You might need to stop being passive aggressive
Part 1: Or, some thoughts on how you present in this question
According to wikipedia1:
Passive-aggressive behavior is the indirect expression of hostility, ...
With that in mind, what Telastyn &i take away from this is that the original title of this question is passive aggressive.
Going further, and looking at the body of the question - your last paragraph, for example:
He seems to want to assert his authority over me, and wants me to say " Yes boss!" to everything. But he won't explain, often asks me to do tasks for stuff that currently can't be done or sometimes will go a whole day without assigning me anything. So I never know what he wants me to be doing. How do I tackle this guy?
From this, do note a few things
- You say he wants "to assert his authority" over you, but you give no evidence of it. Asking you to do things isn't asserting authority - it's his job.
- You didn't give an example of impossible things your boss has asked you to do.
- He might not assign you work in a day. I don't know what your job is, but I've always found it useful to ask what to do when I don't have anything to do. Your boss might not know you don't have anything to do!
- You shouldn't be "tackling" humans unless you play professional contact sports. You can tackle problems, but please don't be the person who says "people are problems" - they're not, people are people. You should be endeavouring to work with your boss.
For whatever reason, to me, you haven't composed a well thought out, elegant question that details your issues. This makes it appear (to me, anyway) as though you have this notion - my boss is a passive-aggressive type who is keeping me down, man - and you want people to take your side against your boss. And that, my friend, is actually an example of passive-aggressive behaviour, as used in common parlance.
Part 2: Whereby I answer your explicit question
Your question is how do i tackle this guy - I don't know if that is the "right" question, because if you really are displaying some passive-aggression, then it is really "you" that needs "tackling". But that's not what you asked.
- How did you respond to his listing times you were passive aggressive? You don't mention, but as a first step, you should talk him through this list.
- For each entry, apologise for being passive aggressive, and say you didn't mean to come across in that manner.
- For each entry, say what you were trying to get across in each instance. That last sentence is key, and you should express it in a way that enforces your desire to be collaborative and to work with your boss.
- To be clear, don't mention, raise, blame or otherwise insinuate deficiencies in your boss' style/capabilities. Instead, blame yourself. It's not "the boss wasn't clear" its "I didn't have a firm understanding on how to go about this task".
- Once you've done this, suggest that you both work on some project/task together - at an appropriate time. Maybe immediately after, maybe a day later, I don't know, that's something you need to decide.
- The task isn't important. From steps 1-4, you'll have an idea about what the issues are that make your boss think you're passive aggressive.
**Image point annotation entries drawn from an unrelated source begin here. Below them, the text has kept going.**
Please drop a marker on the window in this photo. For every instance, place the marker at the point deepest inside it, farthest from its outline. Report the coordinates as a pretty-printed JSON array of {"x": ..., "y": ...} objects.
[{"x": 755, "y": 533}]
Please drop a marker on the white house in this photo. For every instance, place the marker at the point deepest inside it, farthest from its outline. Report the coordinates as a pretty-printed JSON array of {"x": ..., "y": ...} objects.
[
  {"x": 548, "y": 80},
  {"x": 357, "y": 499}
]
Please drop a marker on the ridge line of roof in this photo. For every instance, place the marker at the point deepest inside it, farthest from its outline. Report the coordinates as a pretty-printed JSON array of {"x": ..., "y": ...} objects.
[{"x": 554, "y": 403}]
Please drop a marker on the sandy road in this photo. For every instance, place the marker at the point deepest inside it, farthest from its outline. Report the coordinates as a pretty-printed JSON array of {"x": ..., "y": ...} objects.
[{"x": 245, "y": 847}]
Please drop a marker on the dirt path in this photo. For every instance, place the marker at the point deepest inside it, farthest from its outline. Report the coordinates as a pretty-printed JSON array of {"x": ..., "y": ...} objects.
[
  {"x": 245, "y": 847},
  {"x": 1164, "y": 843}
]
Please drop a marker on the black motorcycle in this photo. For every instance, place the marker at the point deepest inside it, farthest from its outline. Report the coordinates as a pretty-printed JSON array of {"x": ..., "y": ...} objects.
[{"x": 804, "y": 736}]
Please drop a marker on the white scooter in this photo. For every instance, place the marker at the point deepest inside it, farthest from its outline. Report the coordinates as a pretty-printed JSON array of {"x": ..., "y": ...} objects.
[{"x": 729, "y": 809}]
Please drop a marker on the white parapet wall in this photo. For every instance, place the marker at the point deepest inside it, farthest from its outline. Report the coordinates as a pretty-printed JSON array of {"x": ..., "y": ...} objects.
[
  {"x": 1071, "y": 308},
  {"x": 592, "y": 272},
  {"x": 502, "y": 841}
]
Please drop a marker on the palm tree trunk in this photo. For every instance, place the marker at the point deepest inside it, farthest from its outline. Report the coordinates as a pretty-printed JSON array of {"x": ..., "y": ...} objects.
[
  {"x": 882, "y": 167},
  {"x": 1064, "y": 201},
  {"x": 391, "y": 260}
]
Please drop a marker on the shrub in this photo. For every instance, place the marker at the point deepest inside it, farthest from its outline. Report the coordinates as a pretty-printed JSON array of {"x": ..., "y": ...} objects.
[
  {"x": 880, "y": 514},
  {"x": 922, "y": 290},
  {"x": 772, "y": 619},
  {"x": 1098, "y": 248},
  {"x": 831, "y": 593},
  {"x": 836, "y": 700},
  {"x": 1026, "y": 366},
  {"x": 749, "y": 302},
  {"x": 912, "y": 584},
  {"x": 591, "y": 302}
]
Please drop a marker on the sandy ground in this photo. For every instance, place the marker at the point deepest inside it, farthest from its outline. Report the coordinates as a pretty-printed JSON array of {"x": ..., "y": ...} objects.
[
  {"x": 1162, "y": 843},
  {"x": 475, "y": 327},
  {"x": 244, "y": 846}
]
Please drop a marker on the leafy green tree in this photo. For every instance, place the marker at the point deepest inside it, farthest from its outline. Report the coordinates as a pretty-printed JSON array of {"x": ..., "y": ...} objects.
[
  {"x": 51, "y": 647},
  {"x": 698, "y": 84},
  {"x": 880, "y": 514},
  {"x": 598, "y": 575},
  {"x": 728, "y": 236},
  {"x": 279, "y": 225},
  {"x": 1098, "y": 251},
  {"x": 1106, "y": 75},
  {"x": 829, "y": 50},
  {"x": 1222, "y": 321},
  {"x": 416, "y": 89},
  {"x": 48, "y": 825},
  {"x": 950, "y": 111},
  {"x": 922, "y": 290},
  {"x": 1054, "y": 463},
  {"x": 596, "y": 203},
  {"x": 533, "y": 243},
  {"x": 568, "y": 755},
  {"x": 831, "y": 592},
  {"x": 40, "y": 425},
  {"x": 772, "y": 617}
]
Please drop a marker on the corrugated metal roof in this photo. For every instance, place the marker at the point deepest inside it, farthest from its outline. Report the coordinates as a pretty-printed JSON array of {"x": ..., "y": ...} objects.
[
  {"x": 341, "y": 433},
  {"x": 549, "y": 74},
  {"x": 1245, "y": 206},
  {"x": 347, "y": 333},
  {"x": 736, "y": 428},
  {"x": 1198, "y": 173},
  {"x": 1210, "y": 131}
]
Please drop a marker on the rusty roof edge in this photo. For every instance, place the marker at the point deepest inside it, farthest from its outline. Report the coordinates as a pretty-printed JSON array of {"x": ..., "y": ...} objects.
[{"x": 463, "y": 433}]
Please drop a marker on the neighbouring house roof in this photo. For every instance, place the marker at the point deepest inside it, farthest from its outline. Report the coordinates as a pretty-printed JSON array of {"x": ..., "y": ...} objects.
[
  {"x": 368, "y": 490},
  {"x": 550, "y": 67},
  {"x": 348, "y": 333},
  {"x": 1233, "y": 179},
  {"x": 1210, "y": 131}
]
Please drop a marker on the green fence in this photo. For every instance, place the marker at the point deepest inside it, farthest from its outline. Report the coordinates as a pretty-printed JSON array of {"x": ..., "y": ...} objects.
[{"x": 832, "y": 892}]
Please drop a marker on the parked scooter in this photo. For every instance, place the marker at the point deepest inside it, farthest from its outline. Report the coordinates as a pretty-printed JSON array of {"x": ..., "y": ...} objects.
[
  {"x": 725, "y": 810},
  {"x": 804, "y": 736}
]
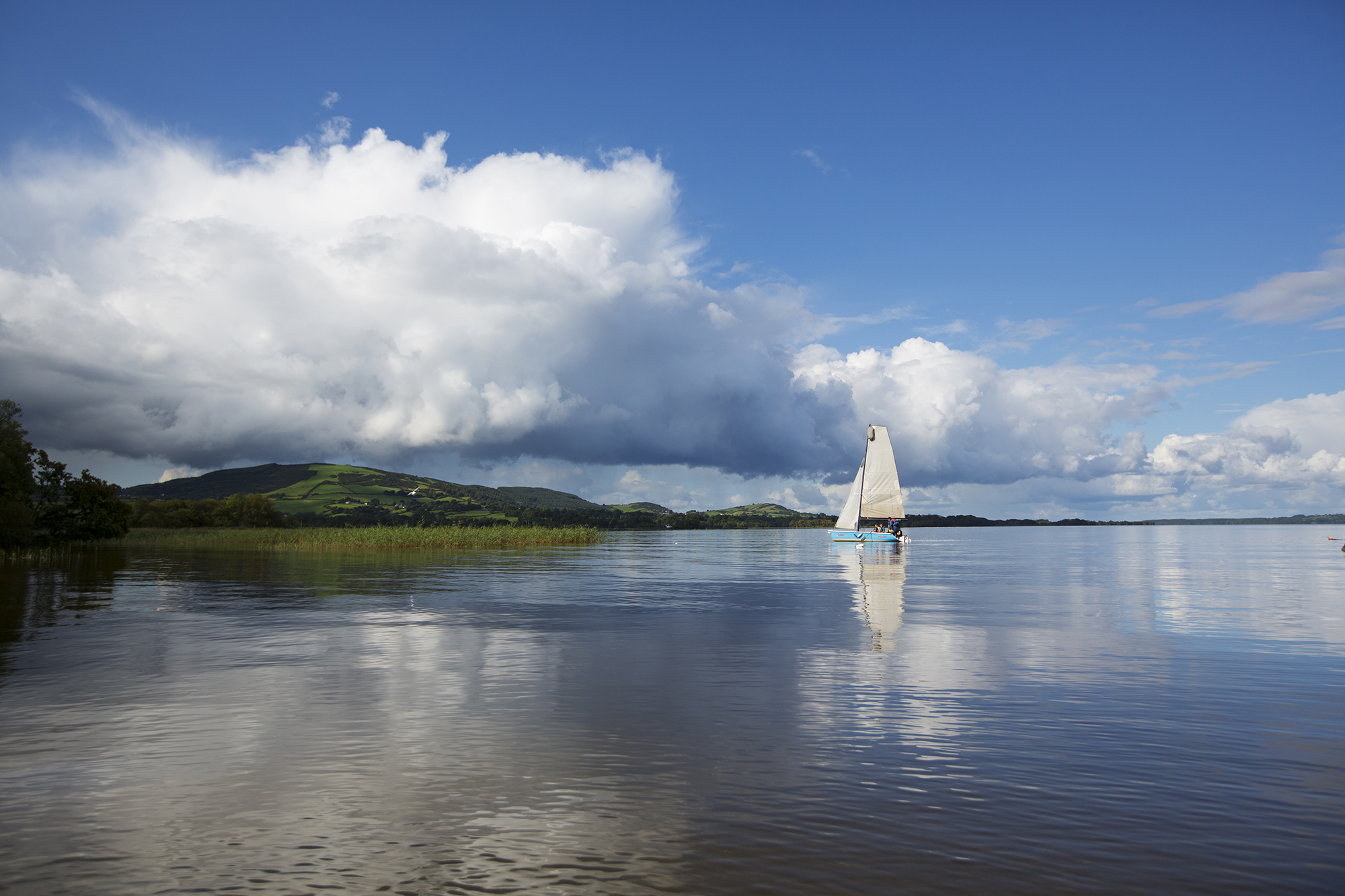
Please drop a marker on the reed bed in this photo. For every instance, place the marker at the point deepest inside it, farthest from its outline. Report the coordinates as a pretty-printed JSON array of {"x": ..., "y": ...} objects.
[{"x": 369, "y": 538}]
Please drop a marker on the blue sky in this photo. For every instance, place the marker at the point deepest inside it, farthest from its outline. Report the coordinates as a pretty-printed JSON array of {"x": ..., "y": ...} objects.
[{"x": 1027, "y": 184}]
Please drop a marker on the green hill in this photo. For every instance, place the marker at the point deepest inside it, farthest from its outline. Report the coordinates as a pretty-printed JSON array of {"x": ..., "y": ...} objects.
[
  {"x": 344, "y": 493},
  {"x": 642, "y": 507},
  {"x": 758, "y": 510}
]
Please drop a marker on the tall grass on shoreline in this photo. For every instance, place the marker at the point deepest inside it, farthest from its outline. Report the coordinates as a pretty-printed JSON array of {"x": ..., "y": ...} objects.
[{"x": 367, "y": 538}]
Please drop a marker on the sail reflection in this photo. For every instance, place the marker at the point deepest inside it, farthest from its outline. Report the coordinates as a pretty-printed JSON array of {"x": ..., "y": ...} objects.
[{"x": 879, "y": 573}]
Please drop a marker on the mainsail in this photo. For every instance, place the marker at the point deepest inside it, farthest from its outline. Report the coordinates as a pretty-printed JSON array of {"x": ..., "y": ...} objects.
[
  {"x": 876, "y": 493},
  {"x": 882, "y": 497}
]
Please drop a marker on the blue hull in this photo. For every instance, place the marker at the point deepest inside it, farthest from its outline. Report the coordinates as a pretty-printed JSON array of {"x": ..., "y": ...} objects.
[{"x": 867, "y": 537}]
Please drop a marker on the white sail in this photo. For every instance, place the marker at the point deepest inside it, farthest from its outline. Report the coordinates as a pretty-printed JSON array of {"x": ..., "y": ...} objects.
[
  {"x": 849, "y": 517},
  {"x": 882, "y": 490}
]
Be blunt, let him know this task isn't about "the task", but about creating a more wholesome work environment.
- Tell him that from that list, you are aware that a, b, c might occur. Tell him - in the spirit of creating a positive relationship - about how you're going to mitigate that happening on this task. Ask him to let you know if it happens, or anything else happens, or if any issues were mitigated.
- If something happens, add it to the list. If you mitigate something, note it as a "solution" to one of the issues.
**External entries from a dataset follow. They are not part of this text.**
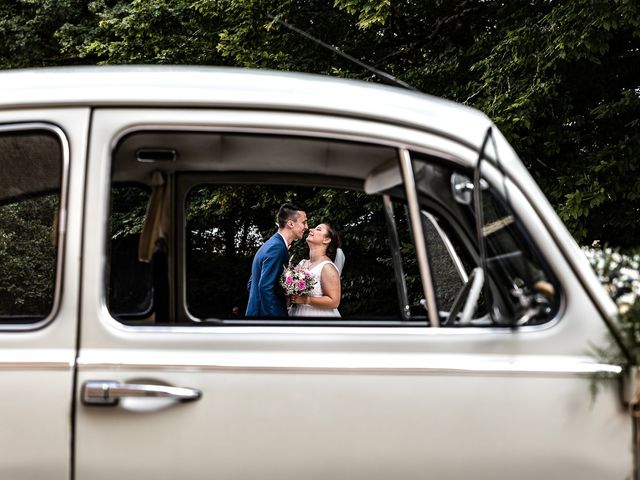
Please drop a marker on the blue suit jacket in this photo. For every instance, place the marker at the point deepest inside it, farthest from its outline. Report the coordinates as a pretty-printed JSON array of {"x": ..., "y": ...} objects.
[{"x": 266, "y": 297}]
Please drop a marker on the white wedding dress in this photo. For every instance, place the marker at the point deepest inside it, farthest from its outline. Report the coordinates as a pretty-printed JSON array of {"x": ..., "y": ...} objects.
[{"x": 301, "y": 310}]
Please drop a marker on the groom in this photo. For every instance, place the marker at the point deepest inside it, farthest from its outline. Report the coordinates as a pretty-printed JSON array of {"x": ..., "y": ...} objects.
[{"x": 266, "y": 298}]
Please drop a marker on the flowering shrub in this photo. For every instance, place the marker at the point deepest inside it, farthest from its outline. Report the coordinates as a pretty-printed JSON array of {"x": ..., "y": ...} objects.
[{"x": 620, "y": 276}]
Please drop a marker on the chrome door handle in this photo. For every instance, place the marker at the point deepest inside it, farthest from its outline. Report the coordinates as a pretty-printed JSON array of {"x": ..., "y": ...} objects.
[{"x": 108, "y": 392}]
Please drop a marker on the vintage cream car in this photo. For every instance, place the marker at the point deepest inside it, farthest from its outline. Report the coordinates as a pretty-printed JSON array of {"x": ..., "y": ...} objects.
[{"x": 131, "y": 202}]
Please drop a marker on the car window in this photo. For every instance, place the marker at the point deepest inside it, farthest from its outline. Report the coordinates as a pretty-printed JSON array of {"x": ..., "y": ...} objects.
[
  {"x": 226, "y": 224},
  {"x": 31, "y": 164},
  {"x": 189, "y": 211}
]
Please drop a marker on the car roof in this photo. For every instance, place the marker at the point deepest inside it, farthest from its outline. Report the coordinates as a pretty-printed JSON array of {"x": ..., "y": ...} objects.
[{"x": 191, "y": 86}]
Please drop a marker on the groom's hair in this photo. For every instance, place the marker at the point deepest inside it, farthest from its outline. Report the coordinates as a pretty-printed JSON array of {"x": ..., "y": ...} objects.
[{"x": 288, "y": 211}]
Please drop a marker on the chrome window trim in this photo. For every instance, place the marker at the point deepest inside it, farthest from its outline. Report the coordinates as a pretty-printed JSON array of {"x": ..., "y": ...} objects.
[
  {"x": 62, "y": 222},
  {"x": 428, "y": 364}
]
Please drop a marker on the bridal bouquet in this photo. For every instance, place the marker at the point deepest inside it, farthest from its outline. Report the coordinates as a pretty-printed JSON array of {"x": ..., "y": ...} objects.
[{"x": 297, "y": 281}]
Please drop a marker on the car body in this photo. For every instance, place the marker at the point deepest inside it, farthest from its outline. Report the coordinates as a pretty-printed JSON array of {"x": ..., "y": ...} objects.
[{"x": 134, "y": 363}]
- Going forward, try to work out solutions to this items on the list, until it's just a list of solutions!
- If this doesn't improve things after a few months, you should consider new employment.
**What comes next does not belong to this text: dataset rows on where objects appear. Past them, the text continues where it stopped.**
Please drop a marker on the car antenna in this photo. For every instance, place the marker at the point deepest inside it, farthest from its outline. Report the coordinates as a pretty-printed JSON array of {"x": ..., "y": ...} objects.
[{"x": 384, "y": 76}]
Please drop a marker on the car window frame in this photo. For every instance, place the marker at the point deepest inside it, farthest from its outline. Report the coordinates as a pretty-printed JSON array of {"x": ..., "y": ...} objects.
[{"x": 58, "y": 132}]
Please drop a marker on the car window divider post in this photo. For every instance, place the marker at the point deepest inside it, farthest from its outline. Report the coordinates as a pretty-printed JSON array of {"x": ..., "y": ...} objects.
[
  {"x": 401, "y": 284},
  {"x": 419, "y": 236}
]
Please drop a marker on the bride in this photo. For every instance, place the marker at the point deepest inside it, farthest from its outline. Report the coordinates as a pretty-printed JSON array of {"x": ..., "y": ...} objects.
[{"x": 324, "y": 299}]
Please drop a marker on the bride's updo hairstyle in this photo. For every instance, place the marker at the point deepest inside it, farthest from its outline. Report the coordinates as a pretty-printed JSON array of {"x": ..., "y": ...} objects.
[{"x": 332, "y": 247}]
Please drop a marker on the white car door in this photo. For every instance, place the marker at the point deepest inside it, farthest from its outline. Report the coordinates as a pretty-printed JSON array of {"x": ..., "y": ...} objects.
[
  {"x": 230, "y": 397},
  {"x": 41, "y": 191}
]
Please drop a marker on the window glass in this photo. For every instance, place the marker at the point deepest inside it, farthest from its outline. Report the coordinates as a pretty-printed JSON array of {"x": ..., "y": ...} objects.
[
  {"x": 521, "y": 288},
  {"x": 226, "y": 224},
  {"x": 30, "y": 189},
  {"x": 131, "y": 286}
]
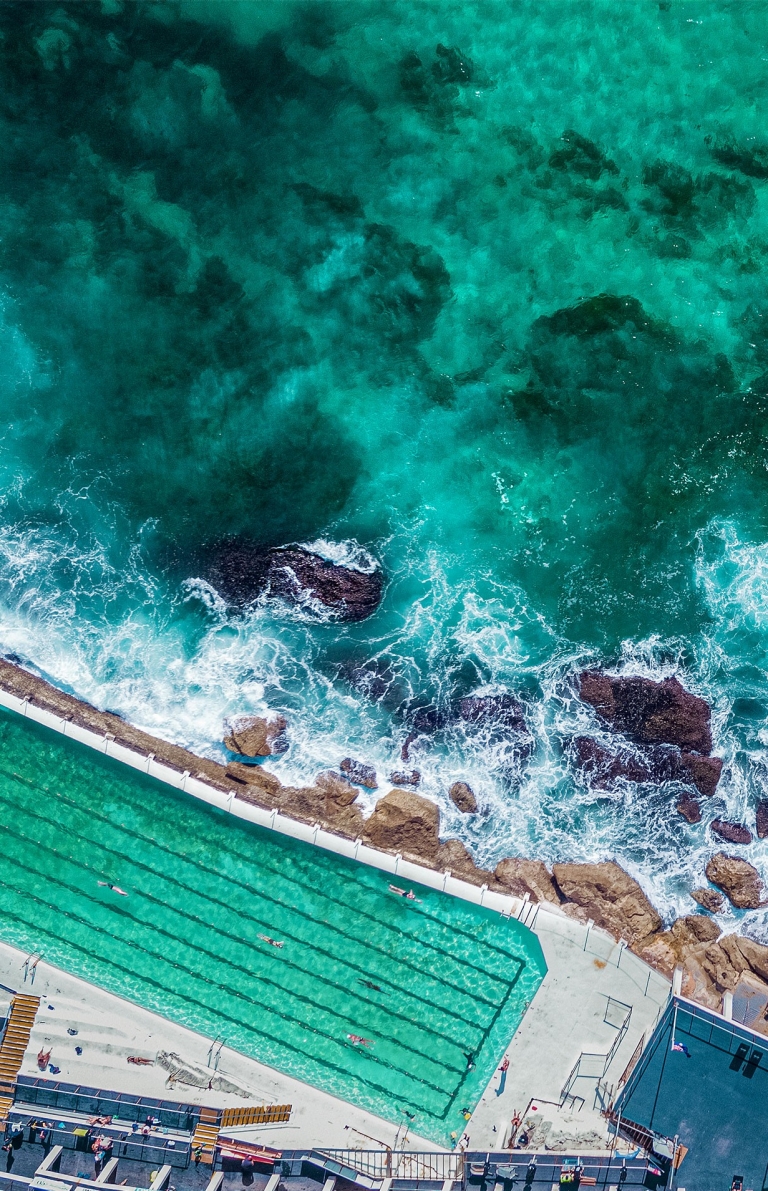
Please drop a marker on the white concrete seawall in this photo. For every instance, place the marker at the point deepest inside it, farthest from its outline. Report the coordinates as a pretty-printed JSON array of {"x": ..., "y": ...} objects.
[{"x": 587, "y": 970}]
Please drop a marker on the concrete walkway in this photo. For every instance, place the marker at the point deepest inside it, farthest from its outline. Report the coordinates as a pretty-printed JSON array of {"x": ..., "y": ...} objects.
[{"x": 580, "y": 1006}]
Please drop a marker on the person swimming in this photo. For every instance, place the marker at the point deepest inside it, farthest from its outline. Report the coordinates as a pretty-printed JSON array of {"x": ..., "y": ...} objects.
[
  {"x": 358, "y": 1041},
  {"x": 273, "y": 942}
]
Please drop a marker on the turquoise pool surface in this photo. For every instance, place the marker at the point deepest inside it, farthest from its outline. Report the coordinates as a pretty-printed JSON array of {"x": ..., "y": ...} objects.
[{"x": 436, "y": 986}]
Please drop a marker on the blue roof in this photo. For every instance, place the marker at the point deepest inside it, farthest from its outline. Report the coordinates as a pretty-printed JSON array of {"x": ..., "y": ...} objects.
[{"x": 712, "y": 1095}]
Over the next many tasks, you'll get an idea on how to resolve everything. I think that would be an excellent way of showing that you're a team player, you're dedicated to making your boss look good, and you'll improve the relationship because you are bending over backwards to help out. And every boss likes that. That is why the apologising is key - you're showing you can and will work under him, to help him.
You want to fix this ASAP, because you always want a good relationship with your boss - the best way to get promoted? Get your boss promoted. He'll want someone to fill the void, and who better but his trusty lieutenant?
Also, not getting along with your boss is the number one reason for getting fired.
Part 3: Whereby I answer the question you asked in the title
On the other hand if you are right (which would mean I am wrong, a sadly common occurance), then you have some difficulties. I would still go about the steps above, but I wouldn't expect any improvements. You should start looking for new work, because you (not you-you, everybody-you) just don't want to work under a passive-aggressive-type. Its not fun, and it will eat away at you. There's no harm in pursuing happiness in a different company.
If this trend of a boss being upset with you continues into the new workplace, then, uh, well, you're either passive-aggressive OR really unlucky.
1: Wikipedia also says
Workplace conflict is a specific type of conflict that occurs in workplaces.
So take what you will from wikipedia.